Introduction: Endocrine hypertension is the most common cause of secondary hypertension affecting nearly 3% of the population. Adrenal etiologies play a significant role in these cases. An adrenal incidentaloma is an asymptomatic adrenal tumor, at least one cm in diameter, discovered incidentally during a medical imaging examination. It requires an investigation into its secretory or malignant nature leading to the development of arterial hypertension.

Materials and Methods : This is a retrospective descriptive study focusing on patient records where an adrenal incidentaloma was discovered during hospitalization for hypertension. We documented clinical and biological presentation, etiological profile as well as diagnostic and therapeutic methods.

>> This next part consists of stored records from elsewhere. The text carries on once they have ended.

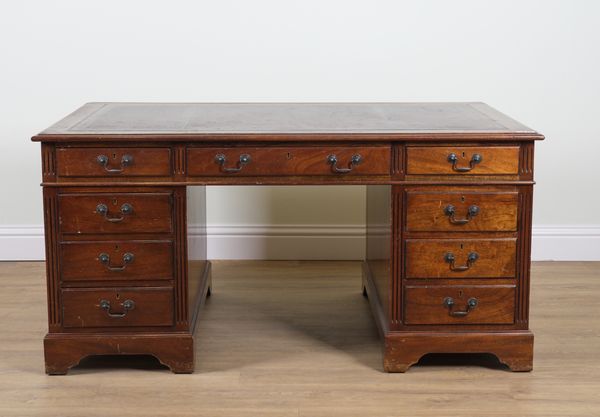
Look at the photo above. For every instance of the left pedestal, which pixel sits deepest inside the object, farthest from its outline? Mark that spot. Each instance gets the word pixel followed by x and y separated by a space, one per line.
pixel 122 277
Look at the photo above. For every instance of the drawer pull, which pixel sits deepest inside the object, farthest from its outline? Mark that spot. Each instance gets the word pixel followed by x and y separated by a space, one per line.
pixel 453 159
pixel 332 160
pixel 127 305
pixel 126 160
pixel 449 303
pixel 104 259
pixel 221 159
pixel 102 209
pixel 471 258
pixel 450 211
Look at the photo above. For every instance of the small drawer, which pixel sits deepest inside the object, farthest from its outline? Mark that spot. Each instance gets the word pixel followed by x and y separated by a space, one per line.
pixel 461 258
pixel 462 160
pixel 116 260
pixel 113 161
pixel 117 307
pixel 461 212
pixel 115 213
pixel 292 161
pixel 459 304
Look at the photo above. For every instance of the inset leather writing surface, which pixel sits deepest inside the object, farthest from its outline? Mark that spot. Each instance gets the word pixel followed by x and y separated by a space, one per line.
pixel 284 118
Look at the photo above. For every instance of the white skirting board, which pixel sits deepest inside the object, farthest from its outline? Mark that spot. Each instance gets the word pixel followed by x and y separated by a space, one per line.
pixel 319 242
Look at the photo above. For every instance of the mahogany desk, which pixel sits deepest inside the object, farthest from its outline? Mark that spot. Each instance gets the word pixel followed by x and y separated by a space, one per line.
pixel 449 195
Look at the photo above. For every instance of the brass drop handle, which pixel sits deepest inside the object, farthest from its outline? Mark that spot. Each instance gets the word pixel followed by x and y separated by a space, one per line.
pixel 221 159
pixel 475 159
pixel 104 259
pixel 450 211
pixel 471 258
pixel 102 209
pixel 126 160
pixel 332 160
pixel 449 304
pixel 127 305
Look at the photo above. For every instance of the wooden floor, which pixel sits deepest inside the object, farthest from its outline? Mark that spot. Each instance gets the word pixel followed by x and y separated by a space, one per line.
pixel 297 339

Results: Our series included 22 patients:2males and 20 females, aged between 29 and 76 years, with a mean age of 52 years. Family history revealed familial hypertension in 18 patients (81.8%), 3 cases of early stroke and 1 case of myocardial infarction. At the time of diagnosis, 6 patients had type 2 diabetes(average duration of 4 months) and a standard deviation (SD) of 3 months. Only one patient was a smoker, and one had dyslipidemia treated with statin. The discovery of hypertension occurred with headache in 7 patients (31.8%), Menard triad (headache, palpitations and sweats) in 5 patients (22.7%), tinnitus in 2 patients (9.1%)and was incidental in 8 patients (36.4%). Among these, 4 cases had refractory hypertension (18.2%) and 2 cases had malignant hypertension (9.1%). No patient experienced complications. The mean systolic blood pressure was 16.1mmHg and the mean diastolic blood pressure was 9.1mmHg. The average weight of the population was 79.8 kg, the average height of 159.19 cm, the average BMI of 31.13 kg/m²; and the average waist circumference of 105 cm with a SD of 26.6 cm. Biologically, the average blood glucose was 6.57 mmol/l and the average serum potassium was 3.8 mmol/l with a SD of 0.57 mmol/l. Ten patients had a confirmed hypokalemia. A CT scan focused on the adrenals revealed an incidentaloma with an average size of 21.5 mm and a standard deviation of19.21mm. The etiological diagnosis included pheochromocytoma in 7 patients(31.8%), clinically and biologically confirmed hypercortisolism in 9 cases (27.3%)of which6 were adenomas, 1 corticosurrenaloma and 2 bilateral adrenal hyperplasia. There were also 4 cases of primary hyperaldosteronism (18.2%). Two patients did not have hormonal secretion and thus had essential hypertension. For etiological treatment, 18 patients underwent unilateral adrenalectomy for endocrine hypertension (81.8%), while 4 patients received medical treatment(18.2%). Medical treatment for hypertension included ACE inhibitors in 5 patients (22.7%) calcium channel blockers in 4 patients (18.2%), angiotensin receptor antagonists in 2 patients (9.1%), and 1 patient received thiazide diuretic alone. Combination therapy was used in 6 patients, and triple therapy in 4 patients.

Conclusion: Adrenal hypertension is a treatable cause of secondary hypertension. The clinical signs resulting from hyperadrenergic activity, hypercortisolism, or hyperaldosteronism are not specific, but they disappear after surgery, which remains the only curative treatment.